Pero te aseguro que es una historia preciosa dentro del drama que relata, me ha gustado mucho
Un abrazo
Un atípico pero auntético amor.
Arruinado por alguien que no quiso reconocer que había perdido. Hizo algo brutal.
Que pueblo detestable.
Un abrazo.
mariarosa, maravilloso relato, una historia llena de amor truncada por los celos.
Me encanto, escribes precioso.
Abrazos y te dejo un besito mi bella amiga
María Rosa, no podía perderme tu relato, toda una novela de amor, donde Elisa, Inés, Ramón y Jacinto sufren este revoloteo de sentimientos, que los prueba y los encubra en medio de un ambiente vigilante, murmurador y hostil...Admirables personajes, que luchan por el amor a pesar de las enredadas circunstancias. Esas hermanas, que superan celos y egoísmos personales, poniendo el amor por encima de todo...Y ese final, donde la venganza impera, ahogando en arrepentimiento a Jacinto...mientras que Elisa e Inés siguen juntas y unidas...Mi felicitación por tu vocación literaria, que se supera constantemente, amiga.
Mi abrazo entrañable y espero que te encuentres mejor.
(No sé si te llegan mis publicaciones, no te recibo desde hace tiempo)
Me equivoqué de nombre, el vengador es Ramón, no Jacinto...Mi abrazo siempre, María Rosa.
Una historia dramática; un trio amoroso y un asesinato con su remordimiento.

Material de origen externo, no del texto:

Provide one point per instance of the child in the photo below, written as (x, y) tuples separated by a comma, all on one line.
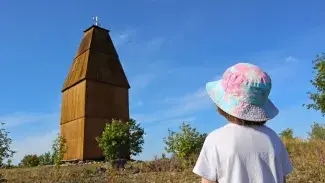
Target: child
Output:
[(244, 150)]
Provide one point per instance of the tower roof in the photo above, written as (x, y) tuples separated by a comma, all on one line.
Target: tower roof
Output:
[(97, 60)]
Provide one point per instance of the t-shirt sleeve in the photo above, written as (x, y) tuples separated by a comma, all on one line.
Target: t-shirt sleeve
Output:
[(207, 163), (286, 163)]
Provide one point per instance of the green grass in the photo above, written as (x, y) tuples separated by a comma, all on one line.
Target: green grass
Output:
[(308, 159)]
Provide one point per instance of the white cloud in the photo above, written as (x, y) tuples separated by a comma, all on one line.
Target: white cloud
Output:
[(123, 38), (178, 107), (17, 119), (34, 144), (291, 59)]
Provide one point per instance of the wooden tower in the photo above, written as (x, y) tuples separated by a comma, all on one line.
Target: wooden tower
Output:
[(94, 92)]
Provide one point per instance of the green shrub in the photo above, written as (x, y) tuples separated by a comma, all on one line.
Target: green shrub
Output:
[(30, 160), (317, 132), (120, 139), (46, 159), (186, 143), (5, 142), (59, 149)]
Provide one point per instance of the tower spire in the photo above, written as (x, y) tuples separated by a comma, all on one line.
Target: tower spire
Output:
[(96, 21)]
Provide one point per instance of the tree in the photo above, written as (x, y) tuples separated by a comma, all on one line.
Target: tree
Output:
[(121, 139), (317, 132), (318, 82), (59, 149), (287, 134), (184, 143), (5, 142), (30, 160)]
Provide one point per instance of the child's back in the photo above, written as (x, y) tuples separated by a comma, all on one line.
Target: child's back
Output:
[(244, 154), (243, 151)]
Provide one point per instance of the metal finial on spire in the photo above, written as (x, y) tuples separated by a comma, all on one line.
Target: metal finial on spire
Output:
[(96, 20)]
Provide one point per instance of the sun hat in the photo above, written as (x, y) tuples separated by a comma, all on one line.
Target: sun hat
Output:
[(243, 92)]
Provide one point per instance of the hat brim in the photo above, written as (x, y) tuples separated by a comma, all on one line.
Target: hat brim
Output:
[(249, 112)]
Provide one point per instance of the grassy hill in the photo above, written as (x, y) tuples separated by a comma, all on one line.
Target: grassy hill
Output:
[(308, 158)]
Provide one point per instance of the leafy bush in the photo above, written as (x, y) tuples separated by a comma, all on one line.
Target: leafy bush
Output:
[(5, 142), (317, 132), (59, 149), (120, 139), (30, 160), (185, 143), (46, 159)]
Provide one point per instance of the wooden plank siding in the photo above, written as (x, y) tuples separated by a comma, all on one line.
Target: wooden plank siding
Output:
[(94, 92), (74, 134), (73, 103)]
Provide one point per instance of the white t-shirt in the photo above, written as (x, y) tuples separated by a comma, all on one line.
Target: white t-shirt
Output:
[(240, 154)]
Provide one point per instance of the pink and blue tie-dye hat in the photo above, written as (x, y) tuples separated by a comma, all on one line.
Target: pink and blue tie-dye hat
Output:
[(243, 92)]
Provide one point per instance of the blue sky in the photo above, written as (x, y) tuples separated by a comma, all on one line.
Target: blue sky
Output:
[(169, 50)]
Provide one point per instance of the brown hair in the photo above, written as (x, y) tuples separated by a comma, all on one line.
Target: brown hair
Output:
[(238, 121)]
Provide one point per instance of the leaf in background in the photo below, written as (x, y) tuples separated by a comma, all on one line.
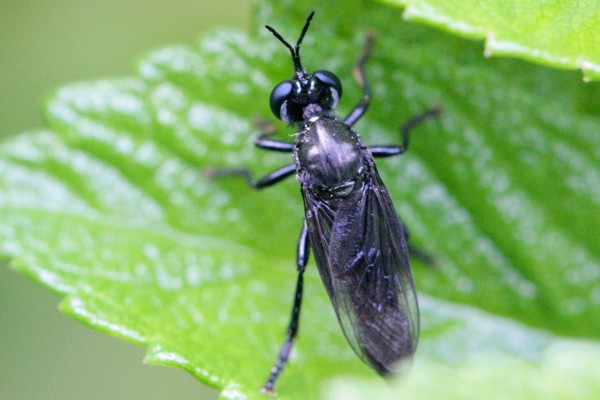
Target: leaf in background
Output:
[(561, 33), (110, 207)]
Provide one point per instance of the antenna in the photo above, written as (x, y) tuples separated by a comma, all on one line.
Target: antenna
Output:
[(294, 50)]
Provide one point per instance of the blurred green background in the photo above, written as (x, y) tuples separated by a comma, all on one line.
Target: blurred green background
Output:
[(45, 44)]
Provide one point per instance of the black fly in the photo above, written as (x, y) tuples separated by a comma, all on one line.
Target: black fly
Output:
[(350, 222)]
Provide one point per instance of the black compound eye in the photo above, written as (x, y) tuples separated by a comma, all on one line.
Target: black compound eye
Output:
[(329, 79), (280, 95)]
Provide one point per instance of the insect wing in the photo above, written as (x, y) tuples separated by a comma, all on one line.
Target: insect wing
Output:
[(362, 257)]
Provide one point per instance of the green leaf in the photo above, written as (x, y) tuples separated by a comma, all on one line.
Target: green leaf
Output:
[(562, 34), (110, 206)]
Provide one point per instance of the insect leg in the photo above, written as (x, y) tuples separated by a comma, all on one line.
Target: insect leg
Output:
[(264, 142), (393, 150), (267, 180), (301, 260), (360, 76)]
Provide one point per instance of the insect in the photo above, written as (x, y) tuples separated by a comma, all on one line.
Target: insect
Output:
[(350, 224)]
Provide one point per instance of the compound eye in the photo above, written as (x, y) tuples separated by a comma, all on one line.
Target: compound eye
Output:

Podría sacarse una película de aquí; pero se perderían esos matices delicados y líricos que le pones y le dan tanta belleza. Me ha encantado ese comienzo descriptivo de las mujeres despreciadas por el pueblo; ese sutil avance hacia el amor compartido, inevitable. Sabes ahondar en el drama social tanto como en el individual.
Un fuerte abrazo, y deseándote mucha luz!